One of the film’s posters, depicting a reclining Dakota Johnson, asked a simple question: “Curious?” And, I’ll admit, I was. Until Fifty Shades of Grey was optioned by Focus Features, it was destined to live in my memory as a series of novels that gave rise to a million breathless TV spots where embarrassed journalists uttered the words “mommy porn” and pretended such things were beneath their Kindle. It was an awful display, so many major media outlets rushing to condemn the very thought of women—gasp—having an interest in something beyond vanilla sex or objectification, but now we’ve got this movie and the promise of two more, all of which feed back into this negative, patriarchal portrayal of women as weak-willed naifs without one wit of the Twilight Saga‘s camp or batshit lunacy.
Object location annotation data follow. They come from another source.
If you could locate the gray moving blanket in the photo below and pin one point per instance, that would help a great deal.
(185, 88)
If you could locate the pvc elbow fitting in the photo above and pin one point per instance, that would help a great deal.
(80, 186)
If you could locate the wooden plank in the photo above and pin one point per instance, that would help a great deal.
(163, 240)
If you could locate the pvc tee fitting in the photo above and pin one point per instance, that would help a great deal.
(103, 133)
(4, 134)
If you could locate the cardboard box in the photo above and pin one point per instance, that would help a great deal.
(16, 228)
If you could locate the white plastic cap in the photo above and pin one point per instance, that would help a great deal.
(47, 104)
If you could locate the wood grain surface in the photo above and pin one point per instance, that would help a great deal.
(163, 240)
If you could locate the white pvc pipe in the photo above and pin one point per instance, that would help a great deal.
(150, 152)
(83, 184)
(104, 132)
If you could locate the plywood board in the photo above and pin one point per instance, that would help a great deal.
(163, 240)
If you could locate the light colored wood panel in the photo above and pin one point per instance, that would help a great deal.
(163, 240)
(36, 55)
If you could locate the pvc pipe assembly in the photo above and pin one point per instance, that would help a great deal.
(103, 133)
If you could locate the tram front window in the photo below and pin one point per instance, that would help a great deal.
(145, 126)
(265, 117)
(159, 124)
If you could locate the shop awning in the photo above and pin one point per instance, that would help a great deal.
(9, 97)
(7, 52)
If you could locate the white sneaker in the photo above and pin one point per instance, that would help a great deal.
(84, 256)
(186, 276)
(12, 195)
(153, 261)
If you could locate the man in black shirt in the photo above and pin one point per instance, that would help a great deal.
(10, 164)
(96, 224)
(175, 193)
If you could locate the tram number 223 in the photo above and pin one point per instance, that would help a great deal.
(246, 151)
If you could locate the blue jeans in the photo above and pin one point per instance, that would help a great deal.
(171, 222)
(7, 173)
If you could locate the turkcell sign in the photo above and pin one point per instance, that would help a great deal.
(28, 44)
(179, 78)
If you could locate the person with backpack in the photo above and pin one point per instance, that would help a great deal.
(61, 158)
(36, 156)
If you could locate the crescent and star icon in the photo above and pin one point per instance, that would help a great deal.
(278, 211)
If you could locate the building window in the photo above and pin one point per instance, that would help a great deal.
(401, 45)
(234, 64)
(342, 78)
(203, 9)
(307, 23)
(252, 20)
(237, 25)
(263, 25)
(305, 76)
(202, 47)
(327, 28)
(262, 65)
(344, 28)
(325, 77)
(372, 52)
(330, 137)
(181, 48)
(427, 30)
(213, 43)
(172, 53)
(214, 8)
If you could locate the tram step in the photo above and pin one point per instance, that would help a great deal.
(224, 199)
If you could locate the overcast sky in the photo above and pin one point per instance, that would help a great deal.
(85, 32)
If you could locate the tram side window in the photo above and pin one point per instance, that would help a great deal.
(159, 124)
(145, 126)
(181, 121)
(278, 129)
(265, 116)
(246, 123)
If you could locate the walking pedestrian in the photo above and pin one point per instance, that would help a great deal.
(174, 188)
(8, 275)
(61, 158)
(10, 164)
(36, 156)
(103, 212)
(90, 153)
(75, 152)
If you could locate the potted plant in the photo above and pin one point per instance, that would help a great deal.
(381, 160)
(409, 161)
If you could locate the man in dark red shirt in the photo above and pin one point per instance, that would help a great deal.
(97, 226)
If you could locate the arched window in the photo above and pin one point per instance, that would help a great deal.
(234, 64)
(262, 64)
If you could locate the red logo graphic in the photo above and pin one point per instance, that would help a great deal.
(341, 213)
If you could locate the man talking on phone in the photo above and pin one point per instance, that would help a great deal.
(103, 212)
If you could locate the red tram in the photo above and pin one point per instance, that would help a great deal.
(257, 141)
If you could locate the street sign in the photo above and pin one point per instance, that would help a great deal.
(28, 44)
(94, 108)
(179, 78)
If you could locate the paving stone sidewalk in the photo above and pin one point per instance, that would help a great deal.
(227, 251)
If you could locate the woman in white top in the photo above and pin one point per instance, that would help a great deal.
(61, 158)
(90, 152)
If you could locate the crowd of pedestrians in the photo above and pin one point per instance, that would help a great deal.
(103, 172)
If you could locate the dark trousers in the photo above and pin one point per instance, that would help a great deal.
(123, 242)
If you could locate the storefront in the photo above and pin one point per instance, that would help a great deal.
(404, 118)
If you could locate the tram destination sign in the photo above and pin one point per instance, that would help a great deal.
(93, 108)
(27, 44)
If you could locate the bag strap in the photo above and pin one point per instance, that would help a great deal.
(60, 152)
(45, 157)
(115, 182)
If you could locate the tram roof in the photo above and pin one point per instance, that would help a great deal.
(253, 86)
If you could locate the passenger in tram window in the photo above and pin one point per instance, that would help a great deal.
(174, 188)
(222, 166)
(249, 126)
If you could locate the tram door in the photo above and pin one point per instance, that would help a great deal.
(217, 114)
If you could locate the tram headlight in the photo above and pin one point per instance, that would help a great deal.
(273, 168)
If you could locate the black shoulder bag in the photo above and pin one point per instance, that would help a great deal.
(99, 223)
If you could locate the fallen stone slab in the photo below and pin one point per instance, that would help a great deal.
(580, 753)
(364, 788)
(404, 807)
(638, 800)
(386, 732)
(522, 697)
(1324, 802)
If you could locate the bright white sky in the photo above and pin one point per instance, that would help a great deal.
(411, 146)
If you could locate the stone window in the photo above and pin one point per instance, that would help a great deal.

When Christian Grey is involved, Fifty Shades of Grey is so male gaze-y that it’s hard to believe that women directed, wrote, adapted, produced, and edited the film. As a malevolent presence (that has been mocked in remixes of the film’s other semi-iconic poster), Grey is omnipresent. If he’s not shaming Anastasia for being a virgin or not immediately being into the idea of butt plugs, he is dropping everything at his job of being the CEO of a vaguely-defined multinational corporate entity so he can fly to Arizona to break up a much-needed conversation between Anastasia and her mother, the whole thing playing out like he’s a man out to reclaim a piece of stolen property. When he takes her on a date to go glider flying, it’s to once again remind her of all the great things she’ll be missing out on by not signing the contract and becoming his weekend lover. Not mentioned, however, is the biggest perk of refusal: A decided lack of Christian Grey hovering over you, making even the largest spaces claustrophobic.
When Anastasia finally has the gumption to reject Christian (something she does not once, but several times), the moment isn’t so much victory as temporary relief. The outcome of this series being all but a foregone conclusion, however, even that relief is fleeting. I want to believe in a film ecology that has space for mainstream films about sex that are driven by women, but as each of Fifty Shades of Grey‘s 125 minutes passes, it became more and more clear that this was, really, our one shot at such a thing, and no matter how profitable it ends up being, we’ve rather spectacularly blown it. If my curiosity dictated that I wanted to see something where women are humorlessly, horrifically tortured psychologically for the sake of a man’s pleasure, I could have chosen almost anything else. Hell, some of them would have at least been films.
Fifty Shades of Grey. With Dakota Johnson (Anastasia Steele), Jamie Dornan (Christian Grey), Eloise Mumford (Kate), Jennifer Ehle (Carla Wilks), and Marcia Gay Harden (Grace). Directed by Sam Taylor-Johnson from a screenplay by Kelly Marcel, adapted from the novel Fifty Shades of Grey, by E.L. James.